RIP Jean Vanier, founder of L’Arche, who ministered to people with disabilities

© Templeton Prize, John Morrison
Jean Vanier

Jean Vanier died on Tuesday, May 7th.

After celebrating his 90th birthday last September, Jean Vanier, founder of both L’Arche and the Faith and Light movement, comprised of networks of communities which house and advocate for the intellectually disabled, passed away this morning at the age of 90.

Vanier’s health weakened considerably during these last weeks, so he had to be hospitalized at the palliative treatment center Maison Médicale Jeanne Garnier, in Paris.

“Jean has left us at the end of a long, exceptionally fruitful life. The Trosly community, the whole of L’Arche, Faith and Light, many other movements, and thousands of people have been nourished by his word and his message,” announced Stephan Posner and Stacy Cates-Carney, who are both in charge of L’Arche International.

“The secret is always in the descent”

The son of Canadian parents, Jean Vanier was born on September 10, 1928 in Geneva, Switzerland while his parents were there on a diplomatic mission. When he was 13 years old, during WWII, he joined the British Royal Navy and served for eight years. In 1945, while his father was Canada’s ambassador to France and his mother a delegate of the Red Cross International, he actively participated in assisting those who survived concentration camps. These events left a profound impression in him.

After leaving the Navy, Vanier studied philosophy and got his doctorate in 1962. From 1964, after discovering the terrible living conditions of psychiatric asylum patients had to endure, he began to live with a small group of people with intellectual disabilities.
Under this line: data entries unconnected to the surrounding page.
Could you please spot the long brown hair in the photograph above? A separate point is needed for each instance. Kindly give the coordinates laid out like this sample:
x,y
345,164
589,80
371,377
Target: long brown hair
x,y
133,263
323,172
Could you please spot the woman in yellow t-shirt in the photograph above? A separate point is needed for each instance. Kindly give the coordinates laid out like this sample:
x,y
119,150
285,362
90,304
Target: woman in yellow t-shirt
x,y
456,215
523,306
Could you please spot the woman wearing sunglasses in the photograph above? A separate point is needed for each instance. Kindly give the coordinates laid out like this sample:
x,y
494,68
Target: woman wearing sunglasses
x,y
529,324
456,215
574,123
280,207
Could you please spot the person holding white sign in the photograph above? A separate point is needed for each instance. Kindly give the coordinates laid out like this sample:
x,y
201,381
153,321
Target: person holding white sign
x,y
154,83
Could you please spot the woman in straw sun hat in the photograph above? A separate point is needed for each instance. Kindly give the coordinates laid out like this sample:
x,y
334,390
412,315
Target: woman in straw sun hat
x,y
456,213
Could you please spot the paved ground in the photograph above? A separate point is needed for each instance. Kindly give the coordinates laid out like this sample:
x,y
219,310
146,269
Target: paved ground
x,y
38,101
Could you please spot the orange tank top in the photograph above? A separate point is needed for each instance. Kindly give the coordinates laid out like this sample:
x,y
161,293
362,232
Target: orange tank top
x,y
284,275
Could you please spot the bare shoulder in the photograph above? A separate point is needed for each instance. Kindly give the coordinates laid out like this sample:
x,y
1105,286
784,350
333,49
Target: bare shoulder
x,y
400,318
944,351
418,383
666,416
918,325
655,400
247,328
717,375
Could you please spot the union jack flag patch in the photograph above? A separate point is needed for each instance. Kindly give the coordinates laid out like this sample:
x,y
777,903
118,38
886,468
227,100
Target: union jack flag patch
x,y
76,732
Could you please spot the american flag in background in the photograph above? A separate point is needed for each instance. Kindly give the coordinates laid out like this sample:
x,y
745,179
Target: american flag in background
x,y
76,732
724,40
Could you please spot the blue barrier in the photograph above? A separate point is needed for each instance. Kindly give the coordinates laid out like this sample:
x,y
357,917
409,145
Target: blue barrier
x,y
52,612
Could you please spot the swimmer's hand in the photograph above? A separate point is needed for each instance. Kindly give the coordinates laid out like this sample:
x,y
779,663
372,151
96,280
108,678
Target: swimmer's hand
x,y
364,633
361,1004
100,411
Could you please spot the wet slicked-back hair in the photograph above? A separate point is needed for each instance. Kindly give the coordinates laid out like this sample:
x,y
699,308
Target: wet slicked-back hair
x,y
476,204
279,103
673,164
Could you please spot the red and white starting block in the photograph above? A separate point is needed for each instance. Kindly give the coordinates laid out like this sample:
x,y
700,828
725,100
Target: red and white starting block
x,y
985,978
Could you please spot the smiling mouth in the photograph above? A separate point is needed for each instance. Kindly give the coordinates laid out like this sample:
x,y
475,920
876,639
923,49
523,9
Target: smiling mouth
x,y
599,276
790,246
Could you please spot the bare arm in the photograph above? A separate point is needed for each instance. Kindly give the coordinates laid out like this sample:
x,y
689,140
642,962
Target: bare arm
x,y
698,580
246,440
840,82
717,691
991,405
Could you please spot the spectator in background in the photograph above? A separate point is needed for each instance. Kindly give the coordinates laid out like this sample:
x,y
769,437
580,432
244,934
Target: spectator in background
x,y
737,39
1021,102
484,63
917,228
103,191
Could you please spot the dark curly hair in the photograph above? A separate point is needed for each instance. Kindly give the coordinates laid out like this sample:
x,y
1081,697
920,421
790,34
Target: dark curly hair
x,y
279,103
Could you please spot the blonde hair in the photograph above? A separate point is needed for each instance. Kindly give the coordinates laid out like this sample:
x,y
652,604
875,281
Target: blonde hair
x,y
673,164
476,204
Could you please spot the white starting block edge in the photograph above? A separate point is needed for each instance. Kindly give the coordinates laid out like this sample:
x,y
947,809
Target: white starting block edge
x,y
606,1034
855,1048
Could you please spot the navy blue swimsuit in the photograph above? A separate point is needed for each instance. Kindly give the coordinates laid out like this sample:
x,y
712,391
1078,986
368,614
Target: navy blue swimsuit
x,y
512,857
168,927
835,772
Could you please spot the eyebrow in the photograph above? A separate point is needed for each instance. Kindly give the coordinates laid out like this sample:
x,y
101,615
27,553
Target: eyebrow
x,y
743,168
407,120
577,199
That was the moment L’Arche was born: a network of communities where both people with and without disabilities live together.

All his life, Jean Vanier tried to live as close to the Gospel as possible, and never ceased defending the value of fragility. “The secret is always in descending, not ascending. This means accepting that we are fragile,” he said in an interview with Aleteia on September 16.